Gillespie wrote to Capus, "NBC's selective editing of the President's response is clearly intended to give viewers the impression that he agreed with Engel's characterization of his remarks when he explicitly challenged it. Furthermore, omitted the references to al Qaeda, Hezbollah and Hamas and ignored the clarifying point in the President's follow-up response that U.S. policy is to require Iran to suspend its nuclear enrichment program before coming to the table, not that "negotiating with Iran is pointless" and amounts to "appeasement.""
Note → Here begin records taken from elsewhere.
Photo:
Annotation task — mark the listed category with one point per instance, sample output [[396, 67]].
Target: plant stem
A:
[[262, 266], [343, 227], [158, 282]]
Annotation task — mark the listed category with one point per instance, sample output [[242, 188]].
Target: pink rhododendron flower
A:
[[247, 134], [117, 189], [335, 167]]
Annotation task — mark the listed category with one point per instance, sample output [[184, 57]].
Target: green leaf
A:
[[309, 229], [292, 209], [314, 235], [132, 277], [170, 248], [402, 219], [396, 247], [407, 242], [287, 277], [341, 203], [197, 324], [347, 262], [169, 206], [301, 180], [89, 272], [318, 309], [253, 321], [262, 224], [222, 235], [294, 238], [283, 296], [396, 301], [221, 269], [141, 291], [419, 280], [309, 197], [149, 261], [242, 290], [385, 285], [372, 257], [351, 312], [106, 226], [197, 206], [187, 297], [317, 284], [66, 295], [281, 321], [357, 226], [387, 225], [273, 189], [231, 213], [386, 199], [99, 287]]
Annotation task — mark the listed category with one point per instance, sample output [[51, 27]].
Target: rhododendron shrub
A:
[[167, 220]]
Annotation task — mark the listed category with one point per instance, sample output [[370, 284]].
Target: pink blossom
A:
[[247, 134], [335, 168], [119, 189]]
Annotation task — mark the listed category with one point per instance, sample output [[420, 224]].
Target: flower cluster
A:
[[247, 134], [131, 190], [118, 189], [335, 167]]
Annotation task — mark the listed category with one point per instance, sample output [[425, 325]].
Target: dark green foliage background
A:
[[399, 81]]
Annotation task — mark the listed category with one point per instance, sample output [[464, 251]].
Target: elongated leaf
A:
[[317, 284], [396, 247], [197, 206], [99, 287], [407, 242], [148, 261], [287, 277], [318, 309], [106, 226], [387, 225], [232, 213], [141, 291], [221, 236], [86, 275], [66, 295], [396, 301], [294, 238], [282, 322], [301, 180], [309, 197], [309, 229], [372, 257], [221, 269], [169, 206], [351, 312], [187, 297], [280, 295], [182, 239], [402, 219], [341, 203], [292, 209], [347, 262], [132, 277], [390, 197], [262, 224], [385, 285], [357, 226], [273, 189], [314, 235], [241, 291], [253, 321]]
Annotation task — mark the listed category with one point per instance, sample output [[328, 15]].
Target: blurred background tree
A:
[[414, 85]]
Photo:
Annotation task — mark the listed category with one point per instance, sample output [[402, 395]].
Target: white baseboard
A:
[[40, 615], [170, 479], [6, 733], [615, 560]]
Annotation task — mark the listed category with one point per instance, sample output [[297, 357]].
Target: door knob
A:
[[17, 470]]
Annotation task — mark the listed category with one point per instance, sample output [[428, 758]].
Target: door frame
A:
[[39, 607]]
Gillespie also complains about NBC's 2006 characterization of the war in Iraq as a "civil war," and gets a final dig in at its coverage.
He writes, "Mr. Capus, I'm sure you don't want people to conclude that there is really no distinction between the "news" as reported on NBC and the "opinion" as reported on MSNBC, despite the increasing blurring of those lines. I welcome your response to this letter, and hope it is one that reassures your broadcast network's viewers that blatantly partisan talk show hosts like Christopher Matthews and Keith Olbermann at MSNBC don't hold editorial sway over the NBC network news division."
Here's NBC's response, via Mediabistro: "Richard Engel's interview with President Bush has been available, unedited, in its entirety, for the past day, on our website. Our reporting accurately reflects the interview. Just as the White House does not participate in the editorial process at the Washington Post, the Wall Street Journal or USA Today, NBC News, as part of a free press in a free society, makes its own editorial decisions."